What I've been doing lately is putting all of my brewing water in my kettle to treat it with brewing salts and a campden tab. Then, before doughing in, I pull out and set aside about 1.75 gals for the sparge. Why 1.75g you ask? Because it fits nicely in my spare 2g stock pot. When the time comes to sparge, I slowly pour about 1/2 of the sparge water over the grain, which usually completely covers the grain and let it drain for a few minutes, then add the remaining sparge water.
Recently, I increased my grain absorption rate in Beersmith so that I don't have to bother with squeezing the bag anymore.

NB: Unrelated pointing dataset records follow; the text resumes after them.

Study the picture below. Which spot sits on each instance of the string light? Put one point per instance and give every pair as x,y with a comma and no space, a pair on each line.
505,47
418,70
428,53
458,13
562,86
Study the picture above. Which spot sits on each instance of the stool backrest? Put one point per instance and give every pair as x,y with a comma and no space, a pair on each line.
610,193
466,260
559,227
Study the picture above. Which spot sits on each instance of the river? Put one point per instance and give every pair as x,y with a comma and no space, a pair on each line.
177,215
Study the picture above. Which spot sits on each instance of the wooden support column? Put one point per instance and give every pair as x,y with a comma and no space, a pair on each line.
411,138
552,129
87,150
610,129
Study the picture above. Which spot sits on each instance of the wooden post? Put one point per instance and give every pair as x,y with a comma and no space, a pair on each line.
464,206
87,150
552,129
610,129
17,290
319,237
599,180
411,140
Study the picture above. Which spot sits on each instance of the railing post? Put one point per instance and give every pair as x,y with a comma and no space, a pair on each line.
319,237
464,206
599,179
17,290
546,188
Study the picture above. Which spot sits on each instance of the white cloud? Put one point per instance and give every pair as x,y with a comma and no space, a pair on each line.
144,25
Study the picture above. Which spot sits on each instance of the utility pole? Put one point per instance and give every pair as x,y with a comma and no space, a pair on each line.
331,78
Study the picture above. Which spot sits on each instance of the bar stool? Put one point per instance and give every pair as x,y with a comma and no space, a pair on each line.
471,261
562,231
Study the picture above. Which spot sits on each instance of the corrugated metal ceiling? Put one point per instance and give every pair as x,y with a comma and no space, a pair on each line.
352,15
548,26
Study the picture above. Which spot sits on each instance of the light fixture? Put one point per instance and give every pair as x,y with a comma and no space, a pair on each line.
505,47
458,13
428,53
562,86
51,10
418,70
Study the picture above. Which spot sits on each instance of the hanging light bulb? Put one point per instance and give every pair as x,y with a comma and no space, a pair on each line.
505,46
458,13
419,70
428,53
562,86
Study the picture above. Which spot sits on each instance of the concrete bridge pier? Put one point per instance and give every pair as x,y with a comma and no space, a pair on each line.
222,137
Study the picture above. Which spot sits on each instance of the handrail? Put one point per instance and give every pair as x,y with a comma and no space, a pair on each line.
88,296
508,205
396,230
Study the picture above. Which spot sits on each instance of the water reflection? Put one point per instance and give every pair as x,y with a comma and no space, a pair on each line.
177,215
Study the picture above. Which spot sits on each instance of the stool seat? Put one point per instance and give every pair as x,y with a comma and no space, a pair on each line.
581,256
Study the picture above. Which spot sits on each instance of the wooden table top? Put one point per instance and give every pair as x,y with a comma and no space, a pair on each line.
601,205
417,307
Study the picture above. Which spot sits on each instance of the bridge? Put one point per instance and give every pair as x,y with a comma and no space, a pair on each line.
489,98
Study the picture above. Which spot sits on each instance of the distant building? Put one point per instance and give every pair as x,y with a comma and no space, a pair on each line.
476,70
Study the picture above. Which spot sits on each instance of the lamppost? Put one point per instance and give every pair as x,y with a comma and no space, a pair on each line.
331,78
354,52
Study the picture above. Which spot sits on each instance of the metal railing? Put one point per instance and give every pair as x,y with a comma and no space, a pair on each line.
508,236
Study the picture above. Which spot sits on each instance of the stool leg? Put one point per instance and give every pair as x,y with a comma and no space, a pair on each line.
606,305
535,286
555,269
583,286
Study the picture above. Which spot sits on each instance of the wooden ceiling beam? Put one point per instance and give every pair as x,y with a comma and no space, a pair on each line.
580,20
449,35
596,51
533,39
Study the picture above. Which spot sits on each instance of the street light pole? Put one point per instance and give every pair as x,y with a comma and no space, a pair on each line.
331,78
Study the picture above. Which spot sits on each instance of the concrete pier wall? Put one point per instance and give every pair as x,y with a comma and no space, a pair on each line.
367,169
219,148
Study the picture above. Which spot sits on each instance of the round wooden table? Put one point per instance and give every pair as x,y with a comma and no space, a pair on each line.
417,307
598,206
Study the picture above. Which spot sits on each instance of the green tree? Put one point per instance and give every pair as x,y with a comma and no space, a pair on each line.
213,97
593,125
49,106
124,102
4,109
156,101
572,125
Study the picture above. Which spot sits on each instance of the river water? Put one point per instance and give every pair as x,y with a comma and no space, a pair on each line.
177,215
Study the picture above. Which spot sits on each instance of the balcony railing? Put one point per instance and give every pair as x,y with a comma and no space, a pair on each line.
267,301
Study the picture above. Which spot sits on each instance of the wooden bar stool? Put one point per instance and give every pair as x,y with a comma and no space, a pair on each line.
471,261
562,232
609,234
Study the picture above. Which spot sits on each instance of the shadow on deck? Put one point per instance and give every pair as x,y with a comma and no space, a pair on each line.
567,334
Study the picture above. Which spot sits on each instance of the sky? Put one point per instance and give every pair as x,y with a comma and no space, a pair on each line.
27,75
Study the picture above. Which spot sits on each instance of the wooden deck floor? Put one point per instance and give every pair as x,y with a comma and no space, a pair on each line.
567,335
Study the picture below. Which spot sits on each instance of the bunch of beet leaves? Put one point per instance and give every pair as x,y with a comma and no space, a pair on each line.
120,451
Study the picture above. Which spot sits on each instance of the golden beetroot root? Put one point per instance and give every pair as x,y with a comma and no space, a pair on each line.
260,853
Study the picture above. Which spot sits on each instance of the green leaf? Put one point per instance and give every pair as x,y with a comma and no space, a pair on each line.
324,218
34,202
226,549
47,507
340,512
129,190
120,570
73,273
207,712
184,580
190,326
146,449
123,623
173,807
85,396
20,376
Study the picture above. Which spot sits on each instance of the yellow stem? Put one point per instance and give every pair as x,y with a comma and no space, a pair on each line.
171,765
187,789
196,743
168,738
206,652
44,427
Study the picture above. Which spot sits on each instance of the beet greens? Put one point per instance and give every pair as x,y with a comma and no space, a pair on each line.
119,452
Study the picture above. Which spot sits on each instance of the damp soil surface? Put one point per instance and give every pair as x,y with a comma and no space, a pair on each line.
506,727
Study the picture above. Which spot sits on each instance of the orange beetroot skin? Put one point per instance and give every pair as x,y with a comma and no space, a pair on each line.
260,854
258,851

I still don't think there is anything wrong with squeezing, but I noticed it was putting stress on the bag, so I thought it might be better to forego squeezing. I use a little more water, but I hit my pre-boil volume with gravity draining alone. I haven't noticed any decrease in efficiency, which has settled in at about 82-83% for most brews, by not squeezing.
Out of curiosity, and to compare to what I do, how much water do you typically have in your kettle, and for what size batches? I'm learning Beersmith so skipped all the volume calcs. I know from previous batches, to get 5.5gals in the fermenter I typically start with 7.5gals of water.
If I could get 80+% and not squeeze I would be a happy camper.